The new mountain range was forming on the southern side of Laurasia, and acted then as the Himalayas and Asia do today for the Indian Ocean, maintaining a strong pressure gradient between the ocean and continent, and thus generating a monsoon. Summer monsoonal winds were thus intercepted by the Cimmerian mountain range and generated strong rain, thus explaining the switch to humid climate recognized in western Tethys sediments.[31][14]

Conversely, erosion of mountain ranges in central Pangaea may have allowed more moisture to reach the interior of the continent.[76]

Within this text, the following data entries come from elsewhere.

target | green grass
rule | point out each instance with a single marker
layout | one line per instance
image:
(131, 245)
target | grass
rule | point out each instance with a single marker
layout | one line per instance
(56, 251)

Influence from orbital cycles

In marine sediments of Tibet, a periodic pattern emerges from carbon isotope fluctuations, sea level highstand layers, and marine crises during the CPE. Astrochronology finds a strong link to a 1.2-million year obliquity modulation cycle (the wobble in the tilt of earth's axis). This Milankovitch cycle may have enhanced biotic turnovers in the marine realm.[77] In the Junggar Basin, 405-kyr eccentricity cycles (earth's distance from the sun) mark environmental fluctuations on land, similar to warm-cold climate cycles during the Oligocene and Miocene.[38]

Coal swamp recovery

Coal swamps recovered in the early Carnian, about 15 million years after their demise in the Permian-Triassic mass extinction. Prior to the recovery, the Early and Middle Triassic was a time of low biological productivity. Global temperature, atmospheric CO2 levels, erosion, and soil oxidation were all very high. The return of the forests reversed the paradigm, establishing a productive pathway for sequestering CO2 into stable soils. According to one model, an early Carnian drop in global CO2 would increase the relative severity of the CPE. This is because CO2 has a logarithmic influence on earth's climate, so any new spike in CO2 levels (such as during the Wrangellia eruptions) would have a greater effect if it is preceded by lower background levels in the atmosphere.[76]